Mientras esto sucede, al interior de la laguna Chullpia la vida sigue su curso con aparente tranquilidad, hasta que se oculta el sol. Cuando llega la noche, el frío extremo se hace sentir y la falta de electricidad hace que todo oscurezca.

Como esta comunidad, cerca de 2 millones de peruanos, principalmente de zonas rurales viven sin electricidad, según el Organismo Supervisor de la Inversión en Energía y Minería (Osinergmin).

Por si fuera poco, esto no es lo único que afecta a hombres y mujeres en Chullpia. El cambio climático es uno de los mayores retos al que se tienen que enfrentar: lluvias a destiempo, heladas y sequías van en aumento. Además, algunas prácticas poco sostenibles en la crianza de animales y en la agricultura, han ido deteriorando los suelos, disminuyendo su productividad.

“Chullpia es como nuestra madre porque es fuente de vida. Si no tuviéramos esta laguna no podríamos estar aquí. Ella nos permite vivir y seguir trabajando”, sostiene Juansergio, quien sabe que al igual que la mayoría de lagunas altoandinas, allí también hay varias amenazas como la minería que ya ha desplazado comunidades enteras. Juansergio teme tener que enfrentarse, en algunos años, a ese dilema. Mientras tanto continúa trabajando con la esperanza de inspirar a otras comunidades que, como la suya, encuentran caminos alternativos para hacer frente a las dificultades y construir su propio desarrollo.

Energía natural

A pesar de este panorama, los 30 miembros de Real Chullpia ya han encontrado en las energías renovables la fuerza que necesitan para mejorar su calidad de vida y para enfrentar el cambio climático.

“Cuando no había lluvia ya no sabíamos qué hacer, nuestro ganado empezaba a adelgazar, a enfermarse y teníamos que irnos a otro lado. Ahora con el panel solar ya tenemos agua todo el año”, confiesa Silvia.

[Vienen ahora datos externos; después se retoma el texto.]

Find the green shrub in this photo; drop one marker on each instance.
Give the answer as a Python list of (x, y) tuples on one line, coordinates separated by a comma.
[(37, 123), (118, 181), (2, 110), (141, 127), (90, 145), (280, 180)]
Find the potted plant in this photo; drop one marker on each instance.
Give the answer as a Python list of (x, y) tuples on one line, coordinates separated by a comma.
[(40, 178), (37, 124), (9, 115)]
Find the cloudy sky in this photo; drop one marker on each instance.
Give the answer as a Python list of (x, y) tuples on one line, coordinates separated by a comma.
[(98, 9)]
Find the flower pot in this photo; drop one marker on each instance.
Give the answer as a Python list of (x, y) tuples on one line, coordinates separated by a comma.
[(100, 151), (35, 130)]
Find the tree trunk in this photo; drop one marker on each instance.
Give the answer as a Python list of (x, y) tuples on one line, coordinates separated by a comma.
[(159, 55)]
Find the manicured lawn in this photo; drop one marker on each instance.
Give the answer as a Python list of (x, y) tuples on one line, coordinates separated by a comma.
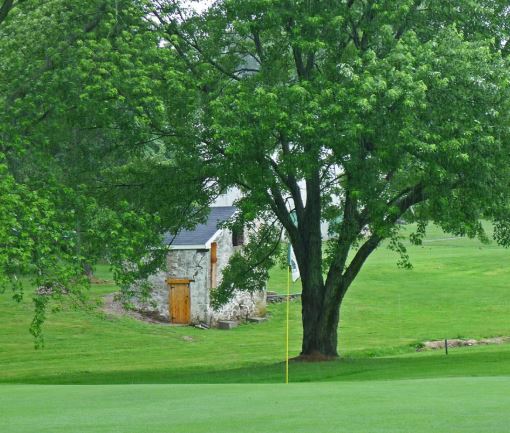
[(458, 288), (460, 405), (156, 378)]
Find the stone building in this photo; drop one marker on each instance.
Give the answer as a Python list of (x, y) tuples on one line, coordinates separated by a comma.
[(194, 267)]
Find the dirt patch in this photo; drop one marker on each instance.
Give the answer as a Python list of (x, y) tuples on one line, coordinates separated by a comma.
[(458, 342), (114, 308)]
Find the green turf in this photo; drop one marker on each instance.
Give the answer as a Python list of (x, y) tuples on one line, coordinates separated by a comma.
[(460, 405), (458, 288)]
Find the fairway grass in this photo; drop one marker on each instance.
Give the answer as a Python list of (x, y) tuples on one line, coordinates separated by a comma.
[(463, 405), (459, 288)]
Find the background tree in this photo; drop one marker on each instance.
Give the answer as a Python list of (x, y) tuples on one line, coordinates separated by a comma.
[(82, 135), (357, 113)]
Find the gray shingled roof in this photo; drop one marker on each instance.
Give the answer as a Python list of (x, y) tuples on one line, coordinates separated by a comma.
[(203, 232)]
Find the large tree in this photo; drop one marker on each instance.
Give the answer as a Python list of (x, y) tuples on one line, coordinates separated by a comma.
[(79, 127), (358, 113)]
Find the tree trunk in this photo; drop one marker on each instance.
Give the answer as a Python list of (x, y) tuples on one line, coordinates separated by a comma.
[(320, 316), (320, 327)]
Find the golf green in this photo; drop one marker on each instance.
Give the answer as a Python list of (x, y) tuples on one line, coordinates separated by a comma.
[(424, 405)]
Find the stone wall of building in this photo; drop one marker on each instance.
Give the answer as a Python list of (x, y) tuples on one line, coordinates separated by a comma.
[(196, 265)]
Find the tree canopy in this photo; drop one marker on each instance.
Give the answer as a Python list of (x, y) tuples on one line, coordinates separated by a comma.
[(358, 113)]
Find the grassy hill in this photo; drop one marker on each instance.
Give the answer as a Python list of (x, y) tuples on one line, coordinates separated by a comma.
[(458, 288), (156, 378)]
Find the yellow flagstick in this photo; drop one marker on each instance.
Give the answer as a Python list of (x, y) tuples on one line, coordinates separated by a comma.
[(287, 334)]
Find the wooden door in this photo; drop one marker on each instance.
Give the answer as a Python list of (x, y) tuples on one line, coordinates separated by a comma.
[(179, 305)]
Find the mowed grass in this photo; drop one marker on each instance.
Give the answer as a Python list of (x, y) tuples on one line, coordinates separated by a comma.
[(460, 405), (136, 377), (458, 288)]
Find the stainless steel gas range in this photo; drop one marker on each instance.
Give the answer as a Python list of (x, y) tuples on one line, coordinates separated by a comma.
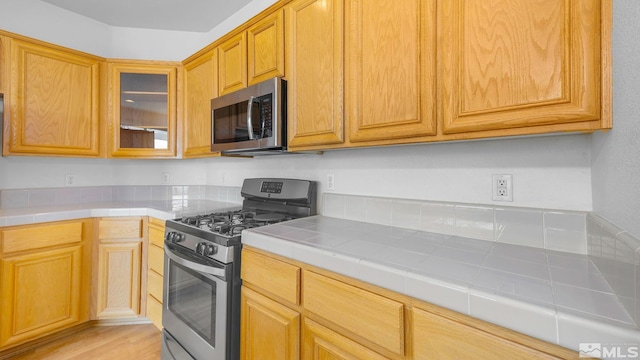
[(201, 307)]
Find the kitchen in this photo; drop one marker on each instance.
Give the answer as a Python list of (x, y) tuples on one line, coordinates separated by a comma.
[(595, 172)]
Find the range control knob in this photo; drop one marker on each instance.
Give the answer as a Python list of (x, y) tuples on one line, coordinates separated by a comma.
[(174, 237), (210, 249), (201, 248)]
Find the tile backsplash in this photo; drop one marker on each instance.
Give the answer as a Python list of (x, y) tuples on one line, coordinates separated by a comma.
[(614, 252), (177, 195)]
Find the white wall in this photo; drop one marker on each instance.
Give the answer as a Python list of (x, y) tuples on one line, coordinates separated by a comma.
[(43, 21), (616, 155), (548, 172)]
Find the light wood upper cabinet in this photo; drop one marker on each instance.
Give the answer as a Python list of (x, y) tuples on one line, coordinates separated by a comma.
[(253, 55), (44, 279), (201, 85), (143, 109), (314, 41), (52, 101), (507, 64), (265, 48), (232, 57), (390, 70)]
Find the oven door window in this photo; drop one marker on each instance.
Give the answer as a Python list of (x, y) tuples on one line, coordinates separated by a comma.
[(192, 298)]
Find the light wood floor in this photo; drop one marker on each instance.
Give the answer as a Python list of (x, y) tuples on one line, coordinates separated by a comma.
[(122, 342)]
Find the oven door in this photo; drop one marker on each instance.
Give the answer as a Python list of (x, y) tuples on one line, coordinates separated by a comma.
[(195, 304)]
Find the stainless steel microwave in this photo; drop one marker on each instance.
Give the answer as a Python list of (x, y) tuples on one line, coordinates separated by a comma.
[(251, 120)]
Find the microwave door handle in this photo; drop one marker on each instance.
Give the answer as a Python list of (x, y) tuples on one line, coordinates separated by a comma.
[(252, 99), (193, 265)]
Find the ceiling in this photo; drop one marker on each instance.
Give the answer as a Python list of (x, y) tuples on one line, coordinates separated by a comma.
[(175, 15)]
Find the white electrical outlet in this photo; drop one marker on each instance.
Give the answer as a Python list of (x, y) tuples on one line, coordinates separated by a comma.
[(69, 180), (331, 182), (502, 187)]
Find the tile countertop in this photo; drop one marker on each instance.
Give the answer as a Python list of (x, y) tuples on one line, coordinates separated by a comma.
[(160, 209), (555, 296)]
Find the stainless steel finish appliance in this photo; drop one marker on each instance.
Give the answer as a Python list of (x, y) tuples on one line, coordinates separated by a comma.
[(201, 307), (251, 120)]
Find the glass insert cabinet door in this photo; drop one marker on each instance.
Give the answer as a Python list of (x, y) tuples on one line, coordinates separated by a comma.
[(144, 110)]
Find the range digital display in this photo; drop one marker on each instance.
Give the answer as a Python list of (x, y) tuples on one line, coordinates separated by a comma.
[(271, 187)]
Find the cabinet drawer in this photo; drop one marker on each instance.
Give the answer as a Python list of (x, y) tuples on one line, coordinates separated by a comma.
[(154, 311), (271, 275), (119, 228), (371, 316), (154, 284), (156, 259), (156, 235), (32, 237)]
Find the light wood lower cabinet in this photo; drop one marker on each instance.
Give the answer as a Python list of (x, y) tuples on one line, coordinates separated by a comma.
[(118, 268), (321, 343), (342, 318), (44, 279), (438, 337), (269, 329), (155, 271)]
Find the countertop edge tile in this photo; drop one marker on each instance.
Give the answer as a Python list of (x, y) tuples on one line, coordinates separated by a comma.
[(540, 321), (27, 216)]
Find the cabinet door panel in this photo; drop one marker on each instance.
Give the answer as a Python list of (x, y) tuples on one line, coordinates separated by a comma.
[(232, 57), (512, 64), (321, 343), (270, 274), (375, 318), (201, 85), (54, 102), (119, 279), (41, 292), (32, 237), (266, 49), (315, 72), (390, 69), (144, 109), (269, 330), (440, 338)]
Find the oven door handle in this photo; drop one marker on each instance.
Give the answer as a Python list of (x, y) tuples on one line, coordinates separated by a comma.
[(194, 265)]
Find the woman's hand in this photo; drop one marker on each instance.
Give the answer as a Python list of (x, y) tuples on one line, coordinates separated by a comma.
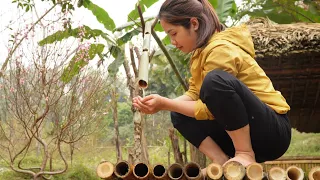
[(149, 104)]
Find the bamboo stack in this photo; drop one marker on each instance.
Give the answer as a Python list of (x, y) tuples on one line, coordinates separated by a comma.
[(192, 171)]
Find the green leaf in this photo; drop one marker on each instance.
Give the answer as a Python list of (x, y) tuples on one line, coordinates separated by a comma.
[(101, 15), (127, 37), (224, 8), (78, 61), (134, 14), (118, 54), (88, 33)]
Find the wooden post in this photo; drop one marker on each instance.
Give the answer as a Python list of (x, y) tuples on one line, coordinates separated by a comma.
[(144, 62), (105, 170), (294, 173), (234, 170), (141, 171), (159, 172), (192, 171), (214, 171), (254, 172), (123, 170), (277, 173), (175, 171), (314, 173)]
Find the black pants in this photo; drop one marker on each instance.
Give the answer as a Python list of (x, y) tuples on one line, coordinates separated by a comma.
[(234, 106)]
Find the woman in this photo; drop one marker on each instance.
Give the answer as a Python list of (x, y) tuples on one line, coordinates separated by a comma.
[(231, 109)]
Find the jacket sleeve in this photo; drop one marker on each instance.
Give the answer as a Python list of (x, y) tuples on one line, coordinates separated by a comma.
[(224, 57), (192, 92)]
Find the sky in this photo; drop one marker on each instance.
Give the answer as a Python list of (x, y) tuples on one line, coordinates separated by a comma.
[(117, 10)]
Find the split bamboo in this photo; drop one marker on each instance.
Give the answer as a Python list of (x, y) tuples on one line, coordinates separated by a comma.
[(105, 170), (314, 173), (144, 62), (234, 170), (277, 173), (254, 172), (214, 171), (192, 171), (175, 171), (141, 171), (294, 173), (159, 172), (123, 170)]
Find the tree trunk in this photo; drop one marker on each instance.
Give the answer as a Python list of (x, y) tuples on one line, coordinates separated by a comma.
[(175, 146), (115, 120), (197, 156)]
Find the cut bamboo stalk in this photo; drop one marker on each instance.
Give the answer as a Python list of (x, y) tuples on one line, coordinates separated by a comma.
[(123, 170), (277, 173), (175, 171), (159, 172), (144, 61), (314, 173), (234, 170), (141, 171), (214, 171), (105, 170), (192, 171), (254, 172), (294, 173)]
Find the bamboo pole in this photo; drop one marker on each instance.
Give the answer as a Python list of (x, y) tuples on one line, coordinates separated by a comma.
[(214, 171), (277, 173), (123, 170), (105, 170), (314, 173), (175, 171), (144, 62), (141, 171), (254, 172), (192, 171), (159, 172), (294, 173), (234, 170)]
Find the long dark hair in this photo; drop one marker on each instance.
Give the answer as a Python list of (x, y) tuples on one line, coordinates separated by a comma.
[(179, 12)]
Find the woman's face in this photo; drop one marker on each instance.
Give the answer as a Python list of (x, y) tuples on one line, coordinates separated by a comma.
[(184, 39)]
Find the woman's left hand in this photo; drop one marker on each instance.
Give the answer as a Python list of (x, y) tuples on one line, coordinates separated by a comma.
[(149, 104)]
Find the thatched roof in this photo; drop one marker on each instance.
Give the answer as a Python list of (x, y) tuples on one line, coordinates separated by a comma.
[(290, 55)]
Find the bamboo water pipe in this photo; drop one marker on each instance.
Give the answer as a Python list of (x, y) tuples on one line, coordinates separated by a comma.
[(254, 172), (214, 171), (294, 173), (175, 171), (144, 61), (314, 173), (277, 173), (105, 170), (141, 171), (234, 170), (159, 172), (192, 171), (123, 170)]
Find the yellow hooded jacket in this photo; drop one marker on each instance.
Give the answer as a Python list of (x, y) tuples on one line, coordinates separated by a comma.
[(232, 51)]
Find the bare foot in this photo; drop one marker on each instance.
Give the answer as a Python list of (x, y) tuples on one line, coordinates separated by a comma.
[(245, 158)]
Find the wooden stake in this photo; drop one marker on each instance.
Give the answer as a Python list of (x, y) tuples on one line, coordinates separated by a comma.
[(141, 171), (254, 172), (123, 170), (294, 173), (314, 173), (214, 171), (277, 173), (234, 170), (175, 171), (192, 171), (105, 170)]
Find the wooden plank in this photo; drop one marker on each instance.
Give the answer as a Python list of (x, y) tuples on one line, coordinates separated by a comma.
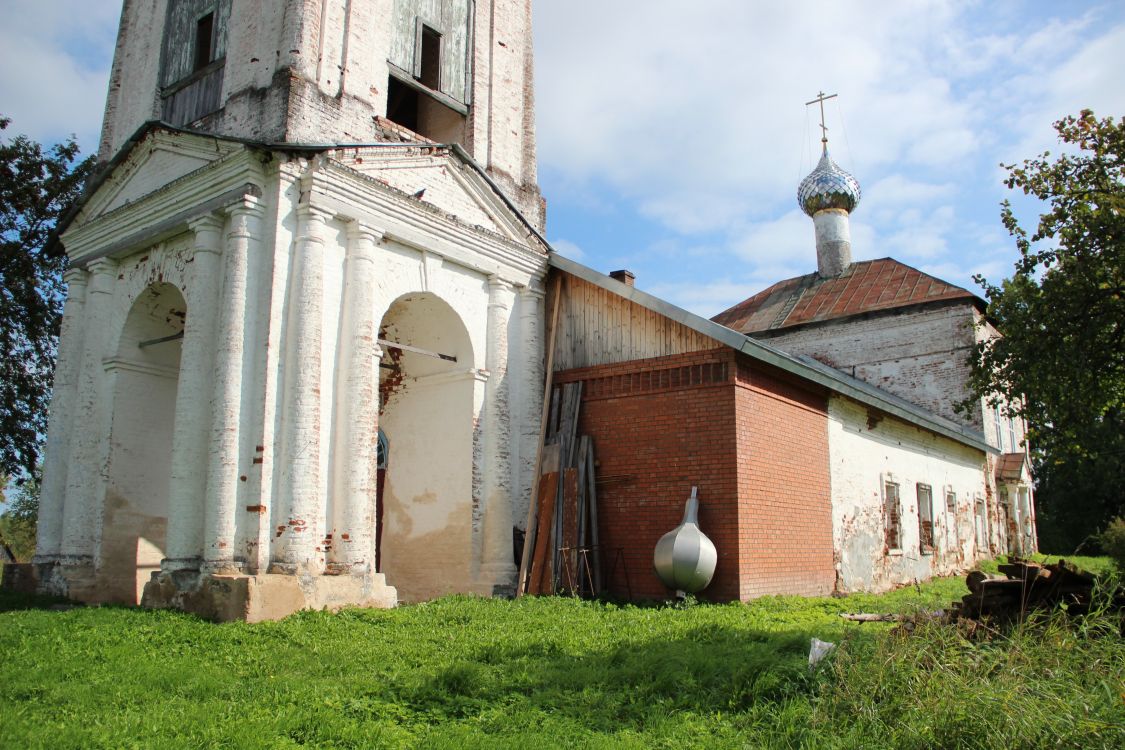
[(540, 568), (592, 504), (533, 506), (583, 523), (568, 560)]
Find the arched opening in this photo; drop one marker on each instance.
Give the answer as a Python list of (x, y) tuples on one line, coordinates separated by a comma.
[(424, 511), (143, 377)]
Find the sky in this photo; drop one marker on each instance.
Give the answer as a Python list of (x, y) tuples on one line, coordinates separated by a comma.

Esta innovadora idea, que demandó 15 meses de arduo trabajo de toda la comunidad, es una de las 32 iniciativas que el Programa de Pequeñas Donaciones del Fondo para el Medio Ambiente Mundial (PPD) está acelerando a través de la inversión en soluciones basadas en la naturaleza. De esta manera, se impulsa el potencial de los territorios y el ingenio de estos hombres y mujeres que como Juansergio están superando al clima. La comunidad de Chullpia pudo hacer realidad sus sueños y, con ellos, está inspirando a otras comunidades a lograrlos.

 

Esta iniciativa comunitaria es una de las 32 iniciativas comunitarias que reciben asistencia técnica y financiamiento del Programa de Pequeñas Donaciones del Fondo para el Medio Ambiente Mundial (PPD), que implementa el Programa de las Naciones Unidas para el Desarrollo (PNUD) con el respaldo del Ministerio del Ambiente (MINAM), para promover acciones locales que contribuyan a soluciones ambientales globales, mejoren la vida de las personas en los Andes y contribuyan al logro de los Objetivos de Desarrollo Sostenible, sin que nadie se quede atrás.